The Forensic Pathologist examines deceased persons whose death falls under the Medical Examiner’s jurisdiction to determine the cause and manner of death and to gather evidence that may be used in court. The examination begins with review of the investigative information and available records followed by an examination of the deceased person. In some situations, when the person has been in the hospital for a period of time that allows adequate documentation of the injuries, a records only review will be performed by the forensic pathologist and the decedent will not be directly examined.
When an examination takes place, the forensic pathologist first examines the body as it is received at the office and takes note of the general appearance/condition of the person and makes diagrams/notations of the body and photodocuments the condition of the body.
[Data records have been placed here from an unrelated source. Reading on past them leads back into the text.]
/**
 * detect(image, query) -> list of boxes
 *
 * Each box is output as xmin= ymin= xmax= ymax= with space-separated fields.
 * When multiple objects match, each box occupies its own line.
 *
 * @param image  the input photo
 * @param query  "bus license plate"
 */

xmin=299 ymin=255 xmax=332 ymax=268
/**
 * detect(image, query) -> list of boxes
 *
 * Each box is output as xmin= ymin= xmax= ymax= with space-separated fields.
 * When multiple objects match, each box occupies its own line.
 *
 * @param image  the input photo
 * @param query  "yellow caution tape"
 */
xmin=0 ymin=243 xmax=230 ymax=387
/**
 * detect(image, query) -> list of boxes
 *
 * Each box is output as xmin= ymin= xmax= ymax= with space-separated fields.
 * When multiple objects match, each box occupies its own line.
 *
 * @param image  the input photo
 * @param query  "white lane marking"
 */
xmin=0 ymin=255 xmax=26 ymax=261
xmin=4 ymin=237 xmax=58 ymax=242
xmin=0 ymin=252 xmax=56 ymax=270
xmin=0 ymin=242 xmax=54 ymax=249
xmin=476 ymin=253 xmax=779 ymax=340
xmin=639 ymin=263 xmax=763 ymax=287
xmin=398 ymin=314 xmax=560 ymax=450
Evidence will be collected at this time if needed. Then medical therapies and clothing are removed and the body is re-examined and documented. Body fluids are obtained for testing as needed. For some deaths, the examination will consist of just an external viewing of the outside surfaces of the body. If an internal examination is warranted, the organs will be inspected and samples will be taken for additional testing as needed. The incisions made during a routine internal examination do not prevent a funeral viewing and will be covered by clothing at the funeral home.
Once the examination is complete, the forensic pathologist creates a report that includes the findings of their examination. A death certificate is generated and submitted to the health department for filing. If additional testing or investigation is needed, these actions will happen after the decedent has been released to the funeral home or crematory of the family’s choosing.